Defendants on trial for security cases, which are heard before the Judicial Council, have the same procedural rights as other defendants; however, there is no right to appeal in such cases. The testimony of a woman is equal to that of a man.
Persons arrested by military intelligence are referred to the Military Court. The Military Court has jurisdiction over cases involving the military as well as those involving espionage, treason, weapons possession, and draft evasion. In June 2000, the Military Court began trying the cases of the approximately 3,000 SLA militiamen who surrendered to the Government following the Israeli withdrawal from the south. Some of the former SLA militiamen were charged under Article 273 of the Penal Code for taking up arms against the State, an offense punishable by death; others were charged under Article 285 of the Penal Code for trading with the enemy, an offense punishable by a minimum of 1 year in prison. Domestic human rights groups and international nongovernmental organizations (NGO's) reported that the trials were open to journalists and members of the public but were not fair. Amnesty International reported that such summary trials, with barely 7 minutes spent on each individual, neither allowed the innocent to be acquitted nor ensured the discovery of those who may be guilty of war crimes. According to Amnesty International, the court tried between 23 and 43 persons each day. SLA lawyers who requested an adjournment to study the files of detainees were granted additional time. However, in most cases, defense lawyers received the file shortly before trial and consequently were unable to argue the cases individually. The standard defense presented by lawyers for the militiamen was that the Government had been unable to defend citizens living under Israeli occupation for the last 22 years. Therefore the residents had no choice but to work with the occupiers.
CORRECTIONS
Prison conditions are poor and do not meet minimum international standards. The Ministry of Interior operates 18 prisons with a total capacity of 3,840 inmates. However, prisons are overcrowded, with a total population of approximately 7,230. Inmates lack heat, adequate toilet facilities, and proper medical care. The Government has not allocated funds for the reform of the prisons. In September, 2001, the Beirut Bar Association organized a conference composed of local and international participants to underscore the need for local penal reform. The head of the Association described the country's prison facilities as "unfit for animals."
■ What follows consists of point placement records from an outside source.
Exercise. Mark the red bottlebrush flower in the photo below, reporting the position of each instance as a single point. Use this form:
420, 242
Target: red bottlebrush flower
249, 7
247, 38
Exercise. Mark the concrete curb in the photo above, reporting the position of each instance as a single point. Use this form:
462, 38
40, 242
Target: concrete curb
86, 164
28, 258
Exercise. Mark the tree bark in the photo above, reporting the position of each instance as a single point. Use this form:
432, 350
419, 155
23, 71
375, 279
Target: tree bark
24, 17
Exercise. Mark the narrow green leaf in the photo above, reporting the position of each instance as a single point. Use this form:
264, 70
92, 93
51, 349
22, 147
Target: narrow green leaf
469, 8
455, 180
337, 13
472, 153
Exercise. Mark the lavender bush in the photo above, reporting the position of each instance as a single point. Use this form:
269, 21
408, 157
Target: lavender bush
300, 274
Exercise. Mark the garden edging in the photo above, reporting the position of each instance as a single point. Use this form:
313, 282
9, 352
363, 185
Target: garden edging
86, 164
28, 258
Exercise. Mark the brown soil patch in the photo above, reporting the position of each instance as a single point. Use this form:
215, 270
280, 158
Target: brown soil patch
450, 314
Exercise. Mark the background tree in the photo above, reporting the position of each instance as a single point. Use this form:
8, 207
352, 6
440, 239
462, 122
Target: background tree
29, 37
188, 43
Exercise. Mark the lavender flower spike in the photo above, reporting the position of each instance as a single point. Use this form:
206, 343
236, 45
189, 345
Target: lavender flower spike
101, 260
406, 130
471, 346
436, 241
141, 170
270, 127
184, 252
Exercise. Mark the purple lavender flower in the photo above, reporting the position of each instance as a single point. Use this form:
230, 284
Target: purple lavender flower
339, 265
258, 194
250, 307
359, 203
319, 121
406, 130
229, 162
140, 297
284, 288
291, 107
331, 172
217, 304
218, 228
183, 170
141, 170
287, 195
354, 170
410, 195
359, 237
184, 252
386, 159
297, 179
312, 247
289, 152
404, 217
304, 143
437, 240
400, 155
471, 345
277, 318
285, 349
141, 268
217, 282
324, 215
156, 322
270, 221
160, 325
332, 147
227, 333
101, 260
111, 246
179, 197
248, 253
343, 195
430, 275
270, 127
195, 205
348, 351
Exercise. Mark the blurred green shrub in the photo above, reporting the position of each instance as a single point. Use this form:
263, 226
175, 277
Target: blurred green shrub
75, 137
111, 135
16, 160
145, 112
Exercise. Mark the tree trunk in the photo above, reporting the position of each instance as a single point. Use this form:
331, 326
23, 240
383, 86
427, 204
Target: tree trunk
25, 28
In May 2001, members of the Parliamentary Commission for Human Rights visited all prisons in the country with the exception of those controlled by the Ministry of Defense. The Interior Ministry denied the press permission to accompany the delegation. The Chairman of the Commission subsequently stated that "the health conditions of the prisoners are deplorable and require continuous care. We hope the women's prisons will be emptied and the prisoners transferred." He also indicated that of the 7,230 persons being held in prison, only 2,500 have been convicted.
Amnesty International issued a report in August, 2001 on prison conditions for women. The report stated that women in pre-trial detention are routinely denied the protection of the law and held for long periods incommunicado. Many have been coerced to confess guilt or to testify against themselves. Amnesty International also reported that conditions in the four women's prisons "have serious shortcomings, including overcrowding, lack of hygiene and inadequate medical attention." Individual accounts contained in the report described physical and psychological torture by prison officials, including severe beating, threats, and the use of sexually abusive language. Amnesty International claimed that the safeguards contained in the Constitution and the laws against incommunicado detention, torture, and ill-treatment are insufficient and frequently are breached in practice. Amnesty International went on to report that when police, prosecutors, or judges are notified of violations, they fail to take sufficient actions against those responsible.
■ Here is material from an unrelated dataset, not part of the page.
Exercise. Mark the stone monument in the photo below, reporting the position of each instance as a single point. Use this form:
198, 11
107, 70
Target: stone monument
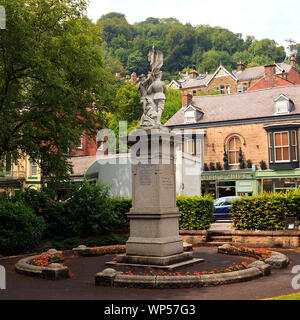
154, 217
The Government made an effort to carry out rehabilitation for some inmates. Inmates at Roumieh prison participated in vocational activities, such as computer training courses, to provide them with skills upon release. In September 2000, 36 inmates in Roumieh prison received certificates of accomplishment following completion of a computer training program.
In May, 2001, the Government concluded its investigation into the deaths in custody of three SLA detainees in 2000.
The Surete Generale, which is in charge of border posts, operates a detention facility. Hundreds of foreigners, mostly Egyptians and Sri Lankans, are detained there pending deportation. The Surete Generale opened a new detention facility during the year 2001, which reportedly provides somewhat better conditions than the old facility.
Former Lebanese Forces leader Samir Ja'Ja', who is serving four life sentences for the murder or attempted murder of various political figures during and after the civil war, is kept in solitary confinement in a prison in the basement of the Ministry of Defense. He is permitted minimal exercise and allowed only periodic visits from his family and lawyers. He is not allowed to read newspapers or listen to the radio. Government officials stated that his solitary confinement is necessary for his own protection. During the year 2001, the Prosecutor General granted Ja'Ja' permission to receive The Economist, provided that all political content is removed.
Local journalists and human rights organizations were given access to certain prisons during the year 2001. Access to prisons that are controlled by the Ministry of Defense was not permitted. Following the Israeli withdrawal from the south in 2000, the Government did not grant independent monitors access to former SLA soldiers in custody. In December 2000, government officials stated that International Committee of the Red Cross (ICRC) representatives would be allowed to visit all SLA detainees; however, this had not occurred by year's end.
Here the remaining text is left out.